Добавить в цитаты Настройки чтения

Страница 2 из 5

Среди городского населения еще оставались горячие сторонники монархии, видевшие в царе фигуру, необходимую для сохранения империи. Но значительной части образованного общества институт самодержавия казался устаревшим. Для большинства представителей интеллигенции именно царь все более становился олицетворением враждебного начала. Появилась прокламация, написанная П.Б. Струве в форме обращения к царю, со словами о начале борьбы общества с самодержавием. И борьба действительно началась. Наступало время революций.

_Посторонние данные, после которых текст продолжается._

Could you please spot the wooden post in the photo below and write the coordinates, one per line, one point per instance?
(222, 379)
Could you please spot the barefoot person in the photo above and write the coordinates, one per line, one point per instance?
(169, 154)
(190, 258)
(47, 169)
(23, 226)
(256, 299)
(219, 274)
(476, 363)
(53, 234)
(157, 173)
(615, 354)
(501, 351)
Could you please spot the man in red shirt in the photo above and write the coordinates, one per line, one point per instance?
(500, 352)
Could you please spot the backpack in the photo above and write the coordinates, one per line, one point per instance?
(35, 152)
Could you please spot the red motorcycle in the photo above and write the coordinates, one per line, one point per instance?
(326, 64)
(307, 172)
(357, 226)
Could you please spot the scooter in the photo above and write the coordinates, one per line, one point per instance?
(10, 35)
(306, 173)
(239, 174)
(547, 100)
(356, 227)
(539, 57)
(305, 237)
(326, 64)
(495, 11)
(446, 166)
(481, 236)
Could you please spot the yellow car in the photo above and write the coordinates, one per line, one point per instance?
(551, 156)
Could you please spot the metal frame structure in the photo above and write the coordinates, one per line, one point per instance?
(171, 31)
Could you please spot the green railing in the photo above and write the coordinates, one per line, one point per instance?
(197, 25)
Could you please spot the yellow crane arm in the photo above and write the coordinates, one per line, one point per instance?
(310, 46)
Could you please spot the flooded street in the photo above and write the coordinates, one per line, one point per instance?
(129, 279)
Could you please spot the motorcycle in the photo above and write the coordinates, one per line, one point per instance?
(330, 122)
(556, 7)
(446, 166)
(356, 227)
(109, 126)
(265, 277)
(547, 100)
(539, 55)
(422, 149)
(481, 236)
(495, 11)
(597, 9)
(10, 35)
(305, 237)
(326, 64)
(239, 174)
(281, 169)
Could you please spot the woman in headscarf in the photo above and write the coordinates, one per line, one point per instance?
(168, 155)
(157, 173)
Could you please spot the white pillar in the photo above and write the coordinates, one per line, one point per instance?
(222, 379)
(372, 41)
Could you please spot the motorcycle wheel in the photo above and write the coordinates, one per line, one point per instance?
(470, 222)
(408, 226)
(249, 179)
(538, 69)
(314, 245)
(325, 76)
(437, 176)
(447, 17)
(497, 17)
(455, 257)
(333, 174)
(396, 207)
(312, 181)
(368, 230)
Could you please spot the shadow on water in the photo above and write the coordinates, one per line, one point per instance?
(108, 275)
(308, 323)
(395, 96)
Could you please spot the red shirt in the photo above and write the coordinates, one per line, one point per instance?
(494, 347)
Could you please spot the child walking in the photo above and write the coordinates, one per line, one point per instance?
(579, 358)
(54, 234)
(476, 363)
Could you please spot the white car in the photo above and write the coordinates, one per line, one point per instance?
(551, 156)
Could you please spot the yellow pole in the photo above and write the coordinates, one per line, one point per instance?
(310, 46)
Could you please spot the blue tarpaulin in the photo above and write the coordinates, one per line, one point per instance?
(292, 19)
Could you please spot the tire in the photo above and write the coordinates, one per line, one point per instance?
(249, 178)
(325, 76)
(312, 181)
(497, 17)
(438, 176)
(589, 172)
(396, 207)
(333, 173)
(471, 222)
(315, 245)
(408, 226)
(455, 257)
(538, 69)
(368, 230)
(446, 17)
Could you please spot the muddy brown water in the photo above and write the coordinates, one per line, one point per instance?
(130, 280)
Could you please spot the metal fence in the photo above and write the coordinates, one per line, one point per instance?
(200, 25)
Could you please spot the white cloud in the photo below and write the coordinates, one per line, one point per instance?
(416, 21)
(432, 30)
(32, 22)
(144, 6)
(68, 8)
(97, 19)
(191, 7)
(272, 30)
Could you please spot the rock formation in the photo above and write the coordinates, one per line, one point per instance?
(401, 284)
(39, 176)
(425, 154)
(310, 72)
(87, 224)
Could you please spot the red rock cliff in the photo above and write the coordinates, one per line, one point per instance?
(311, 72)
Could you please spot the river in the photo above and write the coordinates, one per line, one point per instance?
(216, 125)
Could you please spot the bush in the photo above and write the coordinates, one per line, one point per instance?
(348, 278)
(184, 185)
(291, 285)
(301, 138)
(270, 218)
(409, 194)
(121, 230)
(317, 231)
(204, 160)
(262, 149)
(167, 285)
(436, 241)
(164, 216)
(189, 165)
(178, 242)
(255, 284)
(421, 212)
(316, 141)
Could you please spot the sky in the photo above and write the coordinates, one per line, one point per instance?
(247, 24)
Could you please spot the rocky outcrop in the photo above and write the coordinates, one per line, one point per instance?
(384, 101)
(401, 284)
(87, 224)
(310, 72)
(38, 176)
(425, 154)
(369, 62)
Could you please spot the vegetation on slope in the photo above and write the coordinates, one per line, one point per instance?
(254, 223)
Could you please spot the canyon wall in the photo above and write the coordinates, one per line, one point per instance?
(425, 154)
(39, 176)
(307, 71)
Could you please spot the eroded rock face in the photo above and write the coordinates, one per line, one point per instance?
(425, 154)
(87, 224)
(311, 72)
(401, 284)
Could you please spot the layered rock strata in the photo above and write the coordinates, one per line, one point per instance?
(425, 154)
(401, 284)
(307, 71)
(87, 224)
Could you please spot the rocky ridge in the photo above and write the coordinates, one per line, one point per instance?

Но, для того чтобы ситуация в государстве начала меняться, кроме общего недовольства, необходимы были люди, готовые взять на себя задачу осуществления реформ или революции. В русском обществе, оппозиционном сложившемуся порядку вещей, к началу XX века существовали две основные реформаторские тенденции: прозападническая и национально-народническая. Русские западники хотели или уничтожения самодержавия, или его ограничения властью парламента. Западничество этих людей не означало отсутствие патриотизма. Как и Петр Великий, и Екатерина II, они хотели заимствовать опыт Запада, для того чтобы превзойти его, отбросив достаточно очевидные к тому времени пороки капитализма. Вопрос о капитализме тоже решался неоднозначно. Примыкавшая к либералам-западникам буржуазия, конечно, стремилась к развитию рынка. Но каково должно быть соотношение между крупной и мелкой собственностью? Насколько мелкое крестьянское или городское ремесленное хозяйство позволит успешно развивать экономику? Это смущало тех либералов-западников, которые поддерживали идею наделения крестьян землей.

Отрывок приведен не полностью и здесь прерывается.